Labour has staked a bold claim to be the true party of patriotism and the best of British values, as four days of nationwide celebrations to mark the Queen’s platinum jubilee draw to a close on Sunday.
Senior Labour party figures said Boris Johnson – who was booed outside St Paul’s Cathedral on Friday – was no longer seen by the public as a leader who upholds the British standards of integrity, decency and honesty that the country has long been admired for across the world.
Writing in today’s Observer, Lucy Powell, the shadow secretary of state for digital, culture, media and sport, says Labour is the party which now stands up for much-loved British institutions – including the BBC and Channel 4 – which the Tories want to undermine in pursuit of a series of ideological “culture wars”.

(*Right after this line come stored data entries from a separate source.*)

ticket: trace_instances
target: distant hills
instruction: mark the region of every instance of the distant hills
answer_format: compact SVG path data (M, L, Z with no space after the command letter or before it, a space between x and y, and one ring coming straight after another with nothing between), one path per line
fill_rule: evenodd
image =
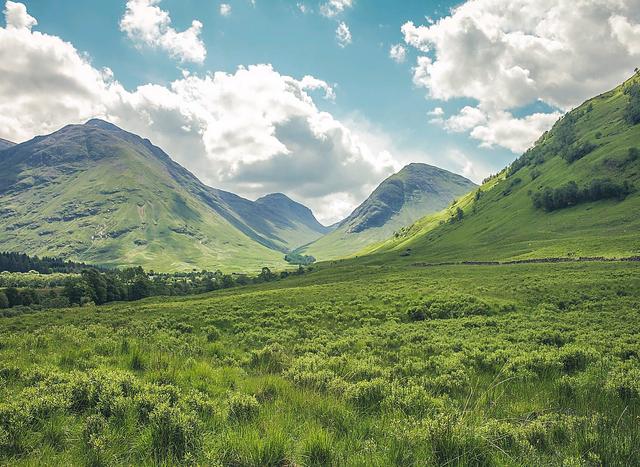
M640 75L589 99L450 208L364 248L366 261L640 255Z
M101 120L0 153L0 250L157 270L283 266L327 232L285 195L210 188L150 141Z
M427 164L409 164L384 180L335 230L299 249L318 260L351 255L389 238L421 217L440 211L477 185Z

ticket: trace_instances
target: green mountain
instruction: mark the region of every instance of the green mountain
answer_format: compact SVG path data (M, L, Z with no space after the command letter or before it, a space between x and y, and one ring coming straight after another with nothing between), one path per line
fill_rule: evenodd
M476 188L472 181L427 164L409 164L383 181L335 229L300 249L319 260L349 256L437 212Z
M0 250L159 270L281 267L325 230L310 213L289 218L277 197L210 188L148 140L91 120L2 151Z
M385 263L640 255L639 123L636 74L457 205L360 254Z
M9 140L0 138L0 151L2 151L3 149L8 149L8 148L10 148L12 146L15 146L15 145L16 145L16 143L13 143L13 142L11 142Z

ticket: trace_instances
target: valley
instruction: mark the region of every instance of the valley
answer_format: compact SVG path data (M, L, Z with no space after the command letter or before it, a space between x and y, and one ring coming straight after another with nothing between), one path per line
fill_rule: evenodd
M0 465L640 465L633 7L34 3Z

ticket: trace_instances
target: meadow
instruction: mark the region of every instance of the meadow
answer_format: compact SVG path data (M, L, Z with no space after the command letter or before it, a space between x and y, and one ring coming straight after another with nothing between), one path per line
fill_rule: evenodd
M0 463L640 465L640 271L345 262L0 318Z

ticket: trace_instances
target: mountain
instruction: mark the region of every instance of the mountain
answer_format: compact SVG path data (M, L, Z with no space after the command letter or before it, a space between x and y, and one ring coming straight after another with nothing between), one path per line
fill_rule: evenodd
M427 164L409 164L383 181L335 230L300 249L317 259L349 256L386 239L476 188L472 181Z
M324 233L278 198L210 188L150 141L91 120L2 151L0 250L158 270L277 267Z
M639 190L636 74L569 112L456 206L359 254L382 264L638 256Z
M0 151L15 146L16 143L12 143L9 140L0 138Z

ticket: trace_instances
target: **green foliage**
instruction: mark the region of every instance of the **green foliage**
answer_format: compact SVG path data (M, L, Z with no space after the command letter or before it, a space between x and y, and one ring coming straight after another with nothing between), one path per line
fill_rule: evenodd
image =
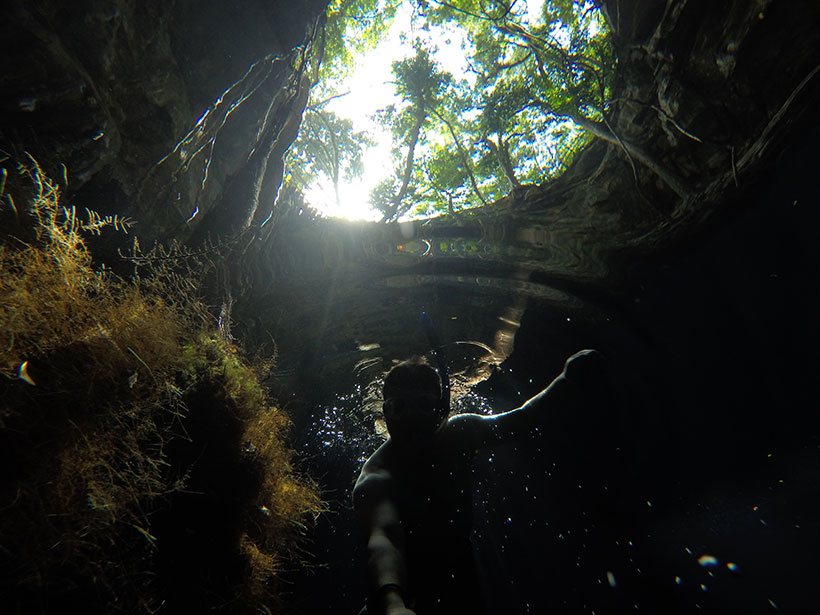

“Being patriotic isn’t something that Labour has always looked comfortable with,” Powell admits. “But progressive politics has been at its most successful and transformational when it captures the best of British values, nurtures our world-famous institutions and instils a belief that our best days lie ahead of us, not just in the past.
“A quick survey across British politics today tells us that it’s not the Conservative party which enshrines these patriotic principles but Labour.”
Powell adds that the way Johnson was booed on Friday shows that people no longer see him as having the standards necessary to lead the country. His refusal to resign over Partygate, despite having been fined for attending a short birthday party in Downing Street, showed he lacked the honour and integrity that the British people hold dear. “In contrast, Keir Starmer’s public pledge to resign were he to receive a fine was a typically British thing to do. The prime minister has repeatedly shown he is unable to uphold those values, and the reaction of the public at St Paul’s showed they know it too.”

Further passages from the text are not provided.